Co-organizer Kaley Morrison (Waccamaw Siouan), a comedic performer and artist, added that it is not only the law that fails Indigenous puppeteers but also other spaces. “A lot of arts institutions don’t feel welcoming or can be performative,” she said. “So it is important to me to help create space for Indigenous puppeteers, and not just be asked to come out during the month of November.” (November is National Native American Heritage Month in the United States.)

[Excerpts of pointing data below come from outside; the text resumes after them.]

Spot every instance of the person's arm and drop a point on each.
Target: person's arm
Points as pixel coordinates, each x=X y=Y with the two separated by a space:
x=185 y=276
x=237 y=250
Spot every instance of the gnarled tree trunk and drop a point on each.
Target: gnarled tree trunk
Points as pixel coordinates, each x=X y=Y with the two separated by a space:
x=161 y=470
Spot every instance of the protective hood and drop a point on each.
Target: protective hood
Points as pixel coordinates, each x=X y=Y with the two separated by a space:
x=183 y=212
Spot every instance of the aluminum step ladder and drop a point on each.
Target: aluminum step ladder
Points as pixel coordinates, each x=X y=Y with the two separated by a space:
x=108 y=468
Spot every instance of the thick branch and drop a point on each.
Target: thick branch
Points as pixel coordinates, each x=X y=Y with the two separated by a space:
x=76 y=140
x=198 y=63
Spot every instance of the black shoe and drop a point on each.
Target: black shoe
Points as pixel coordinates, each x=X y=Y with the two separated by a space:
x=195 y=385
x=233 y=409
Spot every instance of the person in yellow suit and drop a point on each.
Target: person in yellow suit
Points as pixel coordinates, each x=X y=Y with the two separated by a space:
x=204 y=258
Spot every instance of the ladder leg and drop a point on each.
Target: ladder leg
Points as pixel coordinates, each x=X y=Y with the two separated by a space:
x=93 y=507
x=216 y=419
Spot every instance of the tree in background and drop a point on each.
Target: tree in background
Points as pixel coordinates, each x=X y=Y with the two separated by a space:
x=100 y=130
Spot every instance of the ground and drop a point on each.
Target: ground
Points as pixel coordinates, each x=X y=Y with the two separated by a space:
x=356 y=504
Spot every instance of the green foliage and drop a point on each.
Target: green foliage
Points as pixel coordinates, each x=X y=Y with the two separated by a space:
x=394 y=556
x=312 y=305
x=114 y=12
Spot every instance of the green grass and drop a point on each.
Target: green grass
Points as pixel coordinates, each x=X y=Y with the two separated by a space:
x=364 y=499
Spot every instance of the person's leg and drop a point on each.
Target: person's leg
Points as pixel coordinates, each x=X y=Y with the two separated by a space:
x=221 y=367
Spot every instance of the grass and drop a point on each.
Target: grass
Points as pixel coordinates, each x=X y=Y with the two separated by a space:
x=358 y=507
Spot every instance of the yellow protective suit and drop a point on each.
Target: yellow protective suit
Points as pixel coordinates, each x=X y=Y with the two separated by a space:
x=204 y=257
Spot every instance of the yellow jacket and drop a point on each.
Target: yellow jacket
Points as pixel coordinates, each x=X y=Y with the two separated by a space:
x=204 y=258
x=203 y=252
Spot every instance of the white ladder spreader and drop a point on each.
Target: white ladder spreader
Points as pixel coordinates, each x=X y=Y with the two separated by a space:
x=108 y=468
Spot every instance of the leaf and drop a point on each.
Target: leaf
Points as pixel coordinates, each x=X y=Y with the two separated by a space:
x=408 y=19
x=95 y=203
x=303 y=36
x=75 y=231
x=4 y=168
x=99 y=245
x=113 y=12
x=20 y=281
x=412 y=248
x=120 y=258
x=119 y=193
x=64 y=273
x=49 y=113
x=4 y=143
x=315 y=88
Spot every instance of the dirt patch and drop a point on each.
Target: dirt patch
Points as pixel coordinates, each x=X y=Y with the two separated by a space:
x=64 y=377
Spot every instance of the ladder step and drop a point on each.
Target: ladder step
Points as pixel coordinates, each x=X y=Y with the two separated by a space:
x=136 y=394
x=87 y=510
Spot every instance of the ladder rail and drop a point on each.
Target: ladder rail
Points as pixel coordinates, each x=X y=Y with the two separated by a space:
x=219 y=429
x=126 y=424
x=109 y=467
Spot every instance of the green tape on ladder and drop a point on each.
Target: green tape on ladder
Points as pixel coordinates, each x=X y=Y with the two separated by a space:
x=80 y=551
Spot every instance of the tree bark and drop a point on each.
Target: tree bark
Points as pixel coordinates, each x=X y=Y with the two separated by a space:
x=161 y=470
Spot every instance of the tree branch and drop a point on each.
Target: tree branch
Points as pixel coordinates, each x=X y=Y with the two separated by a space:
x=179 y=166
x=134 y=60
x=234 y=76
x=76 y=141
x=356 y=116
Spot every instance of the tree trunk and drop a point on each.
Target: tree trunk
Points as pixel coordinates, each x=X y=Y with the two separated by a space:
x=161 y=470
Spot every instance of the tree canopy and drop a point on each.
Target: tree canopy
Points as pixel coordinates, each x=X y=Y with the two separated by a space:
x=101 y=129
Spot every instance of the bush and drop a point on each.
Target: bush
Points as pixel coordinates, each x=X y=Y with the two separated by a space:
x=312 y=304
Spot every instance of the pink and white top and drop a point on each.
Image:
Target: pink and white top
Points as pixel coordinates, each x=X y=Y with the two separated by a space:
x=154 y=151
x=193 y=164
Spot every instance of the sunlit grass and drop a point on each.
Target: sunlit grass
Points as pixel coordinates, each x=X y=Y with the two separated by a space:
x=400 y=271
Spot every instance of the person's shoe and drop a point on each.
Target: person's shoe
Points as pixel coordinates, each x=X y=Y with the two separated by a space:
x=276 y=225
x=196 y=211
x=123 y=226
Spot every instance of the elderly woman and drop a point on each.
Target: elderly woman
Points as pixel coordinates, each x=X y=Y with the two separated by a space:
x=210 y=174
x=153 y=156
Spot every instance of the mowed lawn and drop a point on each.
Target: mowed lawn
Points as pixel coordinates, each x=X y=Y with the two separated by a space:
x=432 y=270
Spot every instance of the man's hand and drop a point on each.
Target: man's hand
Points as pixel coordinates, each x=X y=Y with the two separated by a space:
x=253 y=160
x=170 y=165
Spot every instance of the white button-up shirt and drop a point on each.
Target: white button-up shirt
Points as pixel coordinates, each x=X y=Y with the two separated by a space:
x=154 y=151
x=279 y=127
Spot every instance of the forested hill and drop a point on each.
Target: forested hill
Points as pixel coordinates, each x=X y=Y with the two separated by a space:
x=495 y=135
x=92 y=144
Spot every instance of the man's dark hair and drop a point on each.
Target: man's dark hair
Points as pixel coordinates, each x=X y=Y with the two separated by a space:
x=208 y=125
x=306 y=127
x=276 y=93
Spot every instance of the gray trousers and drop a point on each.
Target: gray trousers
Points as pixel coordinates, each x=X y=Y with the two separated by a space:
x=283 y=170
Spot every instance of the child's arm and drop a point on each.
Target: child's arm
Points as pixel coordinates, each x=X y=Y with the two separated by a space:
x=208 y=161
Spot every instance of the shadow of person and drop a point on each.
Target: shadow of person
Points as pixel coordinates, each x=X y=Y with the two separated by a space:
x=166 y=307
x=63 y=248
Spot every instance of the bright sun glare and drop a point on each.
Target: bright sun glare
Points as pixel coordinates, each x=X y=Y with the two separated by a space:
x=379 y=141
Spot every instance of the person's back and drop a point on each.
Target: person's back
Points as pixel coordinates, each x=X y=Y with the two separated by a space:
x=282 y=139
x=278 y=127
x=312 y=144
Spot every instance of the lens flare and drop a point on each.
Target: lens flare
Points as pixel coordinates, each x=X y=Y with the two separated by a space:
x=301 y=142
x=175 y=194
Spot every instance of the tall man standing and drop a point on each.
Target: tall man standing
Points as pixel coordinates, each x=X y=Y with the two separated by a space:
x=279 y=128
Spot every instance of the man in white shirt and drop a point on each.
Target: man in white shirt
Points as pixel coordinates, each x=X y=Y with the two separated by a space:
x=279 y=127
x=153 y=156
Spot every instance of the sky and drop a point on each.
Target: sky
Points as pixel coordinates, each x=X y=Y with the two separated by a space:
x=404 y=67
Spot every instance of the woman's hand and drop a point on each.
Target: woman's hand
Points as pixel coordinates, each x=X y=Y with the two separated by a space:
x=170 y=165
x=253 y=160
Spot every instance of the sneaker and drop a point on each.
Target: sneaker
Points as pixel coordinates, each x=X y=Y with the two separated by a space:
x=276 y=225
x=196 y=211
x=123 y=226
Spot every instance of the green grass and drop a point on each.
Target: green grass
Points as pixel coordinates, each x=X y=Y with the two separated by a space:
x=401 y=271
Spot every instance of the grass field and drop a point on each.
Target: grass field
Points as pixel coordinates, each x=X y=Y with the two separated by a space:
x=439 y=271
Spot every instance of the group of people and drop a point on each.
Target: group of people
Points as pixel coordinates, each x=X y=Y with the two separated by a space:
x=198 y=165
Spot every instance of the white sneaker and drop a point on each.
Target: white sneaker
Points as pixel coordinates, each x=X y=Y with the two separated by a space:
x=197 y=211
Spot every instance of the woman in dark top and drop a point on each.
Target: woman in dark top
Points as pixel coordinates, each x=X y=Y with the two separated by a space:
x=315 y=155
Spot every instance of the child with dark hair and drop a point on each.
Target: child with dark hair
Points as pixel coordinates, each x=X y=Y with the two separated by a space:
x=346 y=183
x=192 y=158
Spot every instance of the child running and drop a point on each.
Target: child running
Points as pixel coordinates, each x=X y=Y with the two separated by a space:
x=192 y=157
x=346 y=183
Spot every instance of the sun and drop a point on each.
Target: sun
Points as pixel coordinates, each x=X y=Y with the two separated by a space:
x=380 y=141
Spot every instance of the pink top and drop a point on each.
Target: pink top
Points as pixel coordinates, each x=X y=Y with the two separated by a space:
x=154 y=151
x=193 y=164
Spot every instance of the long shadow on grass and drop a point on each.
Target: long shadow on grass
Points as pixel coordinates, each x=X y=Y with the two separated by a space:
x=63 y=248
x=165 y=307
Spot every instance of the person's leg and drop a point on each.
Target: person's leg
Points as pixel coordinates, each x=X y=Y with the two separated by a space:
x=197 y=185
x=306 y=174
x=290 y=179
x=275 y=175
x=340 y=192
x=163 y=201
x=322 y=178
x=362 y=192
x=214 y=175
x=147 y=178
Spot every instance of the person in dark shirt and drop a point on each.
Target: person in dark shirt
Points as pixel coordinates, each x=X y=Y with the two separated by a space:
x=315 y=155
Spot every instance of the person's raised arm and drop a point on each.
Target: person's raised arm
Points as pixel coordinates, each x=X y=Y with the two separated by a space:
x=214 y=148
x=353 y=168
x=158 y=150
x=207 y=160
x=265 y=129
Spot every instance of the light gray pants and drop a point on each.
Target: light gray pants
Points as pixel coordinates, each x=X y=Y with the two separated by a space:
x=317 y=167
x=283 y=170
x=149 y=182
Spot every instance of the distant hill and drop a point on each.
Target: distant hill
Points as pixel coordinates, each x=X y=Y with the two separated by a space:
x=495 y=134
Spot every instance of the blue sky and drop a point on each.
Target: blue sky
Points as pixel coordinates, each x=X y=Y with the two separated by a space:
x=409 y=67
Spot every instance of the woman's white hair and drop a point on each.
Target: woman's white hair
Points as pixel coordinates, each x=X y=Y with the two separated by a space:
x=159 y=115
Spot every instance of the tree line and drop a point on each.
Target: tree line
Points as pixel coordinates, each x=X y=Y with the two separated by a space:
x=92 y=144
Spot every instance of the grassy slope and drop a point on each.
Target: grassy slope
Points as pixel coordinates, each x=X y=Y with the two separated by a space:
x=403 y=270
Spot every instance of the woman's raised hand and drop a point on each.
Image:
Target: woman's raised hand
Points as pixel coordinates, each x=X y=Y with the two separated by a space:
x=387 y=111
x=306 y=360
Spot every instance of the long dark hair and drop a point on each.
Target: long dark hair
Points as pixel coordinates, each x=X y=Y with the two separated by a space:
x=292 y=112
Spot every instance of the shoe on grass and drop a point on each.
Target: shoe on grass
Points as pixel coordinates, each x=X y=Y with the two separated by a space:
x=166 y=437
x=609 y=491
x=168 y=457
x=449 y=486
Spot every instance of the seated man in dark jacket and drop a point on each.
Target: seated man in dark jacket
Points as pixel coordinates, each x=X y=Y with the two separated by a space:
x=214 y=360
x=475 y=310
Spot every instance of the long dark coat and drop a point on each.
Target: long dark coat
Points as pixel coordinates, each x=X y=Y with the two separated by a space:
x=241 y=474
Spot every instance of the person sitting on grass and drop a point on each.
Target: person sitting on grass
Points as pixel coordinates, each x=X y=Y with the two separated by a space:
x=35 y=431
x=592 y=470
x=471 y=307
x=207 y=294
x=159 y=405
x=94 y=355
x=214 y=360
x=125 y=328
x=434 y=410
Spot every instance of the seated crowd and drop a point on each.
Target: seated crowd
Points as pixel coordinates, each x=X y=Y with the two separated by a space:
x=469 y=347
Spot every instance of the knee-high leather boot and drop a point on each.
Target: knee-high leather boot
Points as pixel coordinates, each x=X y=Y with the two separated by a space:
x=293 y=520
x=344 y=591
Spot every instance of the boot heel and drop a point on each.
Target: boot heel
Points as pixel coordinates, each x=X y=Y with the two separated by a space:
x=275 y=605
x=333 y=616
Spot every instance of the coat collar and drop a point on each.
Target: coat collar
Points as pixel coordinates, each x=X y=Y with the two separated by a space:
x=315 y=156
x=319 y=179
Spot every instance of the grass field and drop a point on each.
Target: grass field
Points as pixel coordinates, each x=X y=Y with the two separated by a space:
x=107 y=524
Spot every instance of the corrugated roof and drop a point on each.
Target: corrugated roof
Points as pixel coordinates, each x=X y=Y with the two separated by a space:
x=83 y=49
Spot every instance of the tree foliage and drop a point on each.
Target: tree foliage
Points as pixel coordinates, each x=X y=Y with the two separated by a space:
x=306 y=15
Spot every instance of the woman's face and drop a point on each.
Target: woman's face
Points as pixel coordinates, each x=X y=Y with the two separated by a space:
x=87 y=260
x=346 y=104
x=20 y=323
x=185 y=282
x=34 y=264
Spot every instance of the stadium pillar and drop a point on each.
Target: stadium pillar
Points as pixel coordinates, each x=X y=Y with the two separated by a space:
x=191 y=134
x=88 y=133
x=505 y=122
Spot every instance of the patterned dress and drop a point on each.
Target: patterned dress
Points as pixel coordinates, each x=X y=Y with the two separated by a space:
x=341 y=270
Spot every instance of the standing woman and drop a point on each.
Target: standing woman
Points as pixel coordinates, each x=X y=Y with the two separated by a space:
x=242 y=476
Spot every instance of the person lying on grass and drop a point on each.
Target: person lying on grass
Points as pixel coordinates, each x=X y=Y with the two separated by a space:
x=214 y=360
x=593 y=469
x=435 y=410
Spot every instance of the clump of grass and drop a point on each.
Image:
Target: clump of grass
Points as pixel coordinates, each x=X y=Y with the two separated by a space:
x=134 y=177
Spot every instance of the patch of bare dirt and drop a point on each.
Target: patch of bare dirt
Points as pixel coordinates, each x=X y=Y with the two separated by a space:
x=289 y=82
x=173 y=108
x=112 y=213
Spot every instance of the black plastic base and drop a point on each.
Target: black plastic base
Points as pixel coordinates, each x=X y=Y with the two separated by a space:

Morrison set up the “Building a Puppet” workshop on the last day of the Insititute, which led into the Indigenous Puppetry Institute finale — a parade throughout the First Americans Museum. Marching with puppets that were shared, brought from home, or made in a workshop, the parade roamed to the beat of a drum circle.

The procession included Pipkins’s prehistoric cardboard marionette T-Rex, a giant bat, buffalo, Mesoamerican serpent, whooping crane, and other imagined creatures. Smiles, laughs, and joy followed the parade; elders and children alike cheered, charmed by the unexpectedness and imagination of the artists’ creations. I felt the shared belief amongst the audience of the power of puppetry. 

Often, finances and travel fees can pose challenges for Indigenous communities trying to come together. Nearly every person I interviewed expressed gratitude to the Green Feather Foundation, a non-profit focusing on puppetry and arts, and its leader Heather Henson in particular, for their sponsorship of the Indigenous Puppet Institute’s first iteration and many participants’ travel. “Native voices, we noticed, are a particular challenge within our puppet communities. We knew the historical traditions and current artists were out there, but we weren’t sure the best way to find and support them,” Producer and General Manager Brenna Ross told Hyperallergic. “We were blown away by the community of artists and educators who came together and invigorated by the ideas that arose for future gatherings.”

This first Puppetry Institute generated many connections, expanding networks that focus on spreading various styles and furthering the work of preserving one of our most ancient art forms of storytelling. “[Puppeteering] goes into the roots of how we weave stories and objects, how we synthesize our philosophies and ontologies, in a way that allows us to tell stories differently,” Francis explained.“It is character-building and brought to life with a new form of dynamic storytelling.”